Wies, Marja en Frieda als bruidjes 

GEZELLIG
De jaren vijftig, Ceciel en Tineke worden geboren en groeien net als de eerste vier kinderen voorspoedig op. Wies: ‘Het was gezellig bij ons. We hadden geen tv, alleen radio. We zongen veel samen. Canons onder de afwas. Vaak meerstemmig, met papa als repetitor en moeder achter de piano. In de kerstvakantie was het weer niet altijd geweldig. Omdat we dan niets te doen hadden schreef papa vaak een kerstspel voor ons kinderen, soms aangevuld met neefjes en nichtjes, vriendinnetjes en buurkinderen. Op nieuwjaarsdag werd het dan opgevoerd. De hele buurt kwam kijken. Papa heeft die creativiteit altijd gehad net als zijn jongste broer Jan. Ze schreven samen in de oorlogsjaren hele cabaretprogramma’s, die ze dan ’s avonds, samen met moeder en papa’s zusjes, opvoerden. Er is hier nog een liedje over het Hengeveldse koor met de gebroeders Kiezenbrinque, Kagelinque en Leferinque. Verder hadden we een speelkamertje, maar we speelden ook veel op straat met de hele buurt. Er was haast geen verkeer. Toen het drukker werd, werd de tuin als speelterrein ingericht. Toen ik een jaar of zeven was, kregen we van oom Jan een pick-up met één of twee platen. Wat was mijn moeder daar blij mee en de anderen ook. Eens in het half jaar kocht papa een nieuwe plaat. Oom Jan was zijn jongste broer. In de vakanties was hij altijd bij ons thuis, omdat hij nog studeerde. Begin dit jaar is hij op 86-jarige leeftijd overleden. Hij woonde de laatste jaren van zijn leven in het Belgische Hoeselt vlak bij Tongeren. Oom Jan was een creatief man. Hij schreef vroeger teksten voor onder andere Wim Kan en Paul van Vliet. Het was echte een taalkunstenaar.’

DIENSTMEISJES
Omdat de ouders van Wies druk waren met hun baan in het onderwijs en allerhande nevenactiviteiten, stond in huize Wassenberg standaard een dienstmeisje paraat voor de nodige huishoudelijke werkzaamheden. Marie Diepenmaat-Smit was er in de oorlog al. ‘Daar heeft mijn moeder veel aan gehad. Zelf kon ze op huishoudelijk terrein bijna niets. Het was maar goed dat Marie er was, want van mijn vaders kant waren eerst ook nog zijn moeder, broers en zussen in huis. Na Marie hebben twee zusjes van de familie Prins en Marietje Ottenschot bij de familie gewerkt. Later nog de zusjes Doeschot, Klaver, Hermien Epping, Jeanette Mentink, Alie Pelle en Irma Groot Kormelink. Moeder zei wel eens: “Ik hoef niet op een bruiloft te komen of er zit wel een ex-dienstmeisje in de zaal”. Vaak was het druk ten huize van het jonge gezin. Vader Piet had namelijk de boerenleenbank aan huis. Zijn vader had het voor elkaar gekregen dat de bank een bijkantoor realiseerde in Hengevelde. Piet ontving de klanten dus aan huis. Elke zaterdagmiddag hield hij vanaf 1 uur zitting. Wies: ‘Dan zetten we vier keukenstoelen in de gang voor mensen die even moesten wachten, maar vaak zat ook nog een groepje klanten op de trap.’
In 1955 was het kantoor aan de overkant klaar, waar tegenwoordig slager Brummelhuis huist. Piet stopte met deze werkzaamheden in 1957. Toen nam Theo Wegdam het over.
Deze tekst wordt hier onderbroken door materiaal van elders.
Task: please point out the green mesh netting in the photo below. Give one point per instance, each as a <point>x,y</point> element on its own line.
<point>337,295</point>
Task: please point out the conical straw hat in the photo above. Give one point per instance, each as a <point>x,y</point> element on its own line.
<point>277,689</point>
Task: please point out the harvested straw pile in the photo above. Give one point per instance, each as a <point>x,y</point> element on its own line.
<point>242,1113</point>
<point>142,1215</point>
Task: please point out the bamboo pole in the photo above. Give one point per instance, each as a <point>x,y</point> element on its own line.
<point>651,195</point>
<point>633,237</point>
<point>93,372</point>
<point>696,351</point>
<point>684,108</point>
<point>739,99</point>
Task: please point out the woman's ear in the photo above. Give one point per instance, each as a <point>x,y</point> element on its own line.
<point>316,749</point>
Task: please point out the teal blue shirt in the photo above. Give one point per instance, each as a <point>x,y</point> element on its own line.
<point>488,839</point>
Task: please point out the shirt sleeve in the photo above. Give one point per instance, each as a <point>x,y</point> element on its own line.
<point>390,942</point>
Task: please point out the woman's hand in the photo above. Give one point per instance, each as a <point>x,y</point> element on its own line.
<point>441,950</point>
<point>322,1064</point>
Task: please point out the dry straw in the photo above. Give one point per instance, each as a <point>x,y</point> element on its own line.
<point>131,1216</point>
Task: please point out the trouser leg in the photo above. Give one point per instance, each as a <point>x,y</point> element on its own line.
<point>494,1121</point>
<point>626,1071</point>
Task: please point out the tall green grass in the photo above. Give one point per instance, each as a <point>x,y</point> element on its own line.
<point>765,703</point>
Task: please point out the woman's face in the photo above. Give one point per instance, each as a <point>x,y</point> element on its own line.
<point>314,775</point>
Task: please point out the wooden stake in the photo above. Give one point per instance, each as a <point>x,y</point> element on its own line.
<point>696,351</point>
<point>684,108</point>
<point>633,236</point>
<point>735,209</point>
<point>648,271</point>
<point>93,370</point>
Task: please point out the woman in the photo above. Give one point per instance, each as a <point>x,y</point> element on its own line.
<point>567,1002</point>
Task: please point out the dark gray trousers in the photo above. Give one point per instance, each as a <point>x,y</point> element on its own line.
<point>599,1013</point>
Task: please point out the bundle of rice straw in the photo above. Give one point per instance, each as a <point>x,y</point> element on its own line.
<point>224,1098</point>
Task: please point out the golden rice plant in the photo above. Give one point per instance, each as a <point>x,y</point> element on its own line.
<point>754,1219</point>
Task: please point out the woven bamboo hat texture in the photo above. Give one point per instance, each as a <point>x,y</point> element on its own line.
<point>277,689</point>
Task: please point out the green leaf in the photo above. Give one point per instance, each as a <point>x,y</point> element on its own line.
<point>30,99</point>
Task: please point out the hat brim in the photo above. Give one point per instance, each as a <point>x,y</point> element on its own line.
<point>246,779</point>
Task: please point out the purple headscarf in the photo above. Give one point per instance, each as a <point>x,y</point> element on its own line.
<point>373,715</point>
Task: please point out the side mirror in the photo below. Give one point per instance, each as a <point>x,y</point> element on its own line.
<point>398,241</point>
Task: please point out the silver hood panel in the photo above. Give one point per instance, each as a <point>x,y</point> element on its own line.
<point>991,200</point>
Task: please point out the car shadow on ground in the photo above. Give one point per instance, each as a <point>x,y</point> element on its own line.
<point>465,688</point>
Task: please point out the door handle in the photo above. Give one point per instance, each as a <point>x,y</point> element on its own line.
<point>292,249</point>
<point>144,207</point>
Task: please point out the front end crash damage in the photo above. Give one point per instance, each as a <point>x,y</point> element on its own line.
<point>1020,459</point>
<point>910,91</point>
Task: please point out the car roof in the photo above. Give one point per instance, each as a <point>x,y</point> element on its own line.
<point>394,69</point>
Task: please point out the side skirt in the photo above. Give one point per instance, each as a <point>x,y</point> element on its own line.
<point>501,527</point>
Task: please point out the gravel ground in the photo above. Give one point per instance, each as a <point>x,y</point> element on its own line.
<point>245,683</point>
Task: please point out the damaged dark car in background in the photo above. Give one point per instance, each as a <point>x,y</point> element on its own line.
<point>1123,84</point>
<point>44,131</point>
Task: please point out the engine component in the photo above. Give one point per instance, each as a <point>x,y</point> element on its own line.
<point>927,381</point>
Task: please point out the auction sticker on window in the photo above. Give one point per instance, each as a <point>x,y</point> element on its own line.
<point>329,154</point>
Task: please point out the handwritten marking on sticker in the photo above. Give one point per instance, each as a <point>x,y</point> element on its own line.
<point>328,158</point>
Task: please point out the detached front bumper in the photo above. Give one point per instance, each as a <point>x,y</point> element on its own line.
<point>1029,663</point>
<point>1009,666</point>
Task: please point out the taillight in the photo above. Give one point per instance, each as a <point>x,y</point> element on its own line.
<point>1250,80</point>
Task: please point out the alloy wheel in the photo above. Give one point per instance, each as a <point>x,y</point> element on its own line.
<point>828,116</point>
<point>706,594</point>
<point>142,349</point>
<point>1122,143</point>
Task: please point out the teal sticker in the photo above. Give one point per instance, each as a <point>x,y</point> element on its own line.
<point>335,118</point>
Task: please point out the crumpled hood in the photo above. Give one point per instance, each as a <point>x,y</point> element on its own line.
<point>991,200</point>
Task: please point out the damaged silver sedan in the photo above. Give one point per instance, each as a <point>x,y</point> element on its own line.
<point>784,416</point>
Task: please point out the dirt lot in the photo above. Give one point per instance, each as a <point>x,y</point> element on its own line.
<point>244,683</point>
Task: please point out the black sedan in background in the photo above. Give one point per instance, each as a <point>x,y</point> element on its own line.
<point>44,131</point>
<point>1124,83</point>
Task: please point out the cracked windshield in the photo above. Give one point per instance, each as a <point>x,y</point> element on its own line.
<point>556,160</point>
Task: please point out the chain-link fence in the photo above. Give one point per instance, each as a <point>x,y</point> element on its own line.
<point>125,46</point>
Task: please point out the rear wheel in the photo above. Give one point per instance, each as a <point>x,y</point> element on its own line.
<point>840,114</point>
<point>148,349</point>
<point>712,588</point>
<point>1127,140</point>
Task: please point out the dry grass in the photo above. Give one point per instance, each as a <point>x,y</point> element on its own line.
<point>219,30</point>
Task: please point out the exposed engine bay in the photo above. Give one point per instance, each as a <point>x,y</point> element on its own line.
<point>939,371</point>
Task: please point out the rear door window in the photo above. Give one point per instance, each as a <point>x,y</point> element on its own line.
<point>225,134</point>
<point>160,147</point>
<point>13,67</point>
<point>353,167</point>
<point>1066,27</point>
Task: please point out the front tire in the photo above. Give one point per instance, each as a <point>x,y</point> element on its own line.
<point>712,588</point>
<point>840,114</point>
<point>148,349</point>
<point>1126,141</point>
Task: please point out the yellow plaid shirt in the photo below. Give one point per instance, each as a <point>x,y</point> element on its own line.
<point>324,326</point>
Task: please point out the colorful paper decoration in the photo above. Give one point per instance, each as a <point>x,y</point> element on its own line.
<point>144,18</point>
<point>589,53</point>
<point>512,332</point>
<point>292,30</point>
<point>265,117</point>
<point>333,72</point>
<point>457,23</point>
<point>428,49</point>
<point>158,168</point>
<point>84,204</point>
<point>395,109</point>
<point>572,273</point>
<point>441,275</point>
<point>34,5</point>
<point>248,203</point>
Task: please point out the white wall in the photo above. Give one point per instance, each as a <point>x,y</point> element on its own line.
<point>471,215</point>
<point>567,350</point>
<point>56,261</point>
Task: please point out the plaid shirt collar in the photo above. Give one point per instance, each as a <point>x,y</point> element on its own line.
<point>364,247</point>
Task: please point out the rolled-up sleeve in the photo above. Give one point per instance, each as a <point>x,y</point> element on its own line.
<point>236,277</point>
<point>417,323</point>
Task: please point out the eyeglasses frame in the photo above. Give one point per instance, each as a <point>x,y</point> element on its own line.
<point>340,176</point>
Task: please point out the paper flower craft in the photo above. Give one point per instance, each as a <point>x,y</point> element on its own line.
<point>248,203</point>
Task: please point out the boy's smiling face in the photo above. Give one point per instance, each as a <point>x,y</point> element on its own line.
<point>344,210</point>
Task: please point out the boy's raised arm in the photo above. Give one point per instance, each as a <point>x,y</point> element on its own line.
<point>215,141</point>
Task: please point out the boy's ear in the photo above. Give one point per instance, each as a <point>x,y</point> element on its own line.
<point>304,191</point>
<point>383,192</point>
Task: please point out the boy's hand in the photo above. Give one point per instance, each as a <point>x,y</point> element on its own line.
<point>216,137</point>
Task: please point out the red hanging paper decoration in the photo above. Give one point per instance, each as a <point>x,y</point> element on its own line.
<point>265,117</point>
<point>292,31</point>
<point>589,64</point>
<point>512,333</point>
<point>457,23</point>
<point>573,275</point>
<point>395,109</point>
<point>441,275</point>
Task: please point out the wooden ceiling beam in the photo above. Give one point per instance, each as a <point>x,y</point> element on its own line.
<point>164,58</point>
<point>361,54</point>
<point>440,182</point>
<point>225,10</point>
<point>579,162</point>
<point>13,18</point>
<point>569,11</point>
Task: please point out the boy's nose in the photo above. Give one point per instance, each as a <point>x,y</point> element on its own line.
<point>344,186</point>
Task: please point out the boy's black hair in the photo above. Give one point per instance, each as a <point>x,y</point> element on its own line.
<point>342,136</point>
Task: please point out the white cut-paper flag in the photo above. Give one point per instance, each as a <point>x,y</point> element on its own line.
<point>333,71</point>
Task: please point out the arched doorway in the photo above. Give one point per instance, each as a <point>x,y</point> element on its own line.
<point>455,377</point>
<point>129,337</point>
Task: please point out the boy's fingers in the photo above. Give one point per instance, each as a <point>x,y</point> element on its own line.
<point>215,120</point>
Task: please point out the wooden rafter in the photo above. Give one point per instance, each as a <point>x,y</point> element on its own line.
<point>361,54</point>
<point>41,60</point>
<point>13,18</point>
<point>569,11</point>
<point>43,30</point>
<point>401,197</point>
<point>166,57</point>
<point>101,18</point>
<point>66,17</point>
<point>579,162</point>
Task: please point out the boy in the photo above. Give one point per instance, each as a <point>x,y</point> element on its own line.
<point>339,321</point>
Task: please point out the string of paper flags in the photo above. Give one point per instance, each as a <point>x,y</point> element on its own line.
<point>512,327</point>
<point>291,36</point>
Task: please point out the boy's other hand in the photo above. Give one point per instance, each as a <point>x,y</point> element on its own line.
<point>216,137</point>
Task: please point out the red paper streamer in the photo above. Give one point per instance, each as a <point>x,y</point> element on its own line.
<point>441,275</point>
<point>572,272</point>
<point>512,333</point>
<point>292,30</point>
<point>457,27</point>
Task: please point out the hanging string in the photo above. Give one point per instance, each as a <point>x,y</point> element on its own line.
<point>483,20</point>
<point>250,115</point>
 Woensdag 28 april 1943, het huwelijk. Piet (van 6 mei 1913) overleed kort na zijn pensionering op 14 december 1979 aan kanker. Tinie (van 26 april 1915) had meer geluk. Ze is op ééndag na 95 en een half jaar oud geworden. Op 25 oktober 2010 is ze overleden.

ROOTS
De roots van de Wassenbergs liggen in het zuiden des lands. Wies: ‘Mijn opa van vaders kant kwam uit Limburg. Hij kon de baan krijgen in Hengevelde als schoolhoofd, maar dan moest hij getrouwd zijn. Zo ging dat toen. Mijn vader kon na het overlijden van opa in april 1942 hoofd van de school worden en wel in dit huis blijven, want het was de ambtswoning. Maar hij zou dan moeten trouwen. Hij wilde zijn familie een verhuizing besparen en is dus versneld met moeder getrouwd. Moeder kwam uit Almelo. De laatste jaren voor ze ging trouwen, stond ze in Enschede aan school. Daar was ze overal bij. Het zangkoor, de toneelvereniging en niet in de laatste plaats de “soos”. Je snapt dat ze in Hengevelde behoorlijk moest wennen.

OUDERS

Na het krijgen van de kinderen en invalwerk hier en daar ging Tinie in 1958 - maar ook uit nood geboren wegens gebrek aan leerkrachten - aan de slag op de lagere school in Hengevelde. In 1977 zijn zij en Piet gestopt. Hoe karakteriseert Wies haar ouders? ‘Mijn vader was introvert, flegmatisch. Hij was graag alleen. Moeder was extravert, enorm gedreven, ze hield van reuring, had graag iets omhanden. Ooit zei papa: “Mijn vrouw heeft meer ideeën dan ik ooit kan waarmaken”.’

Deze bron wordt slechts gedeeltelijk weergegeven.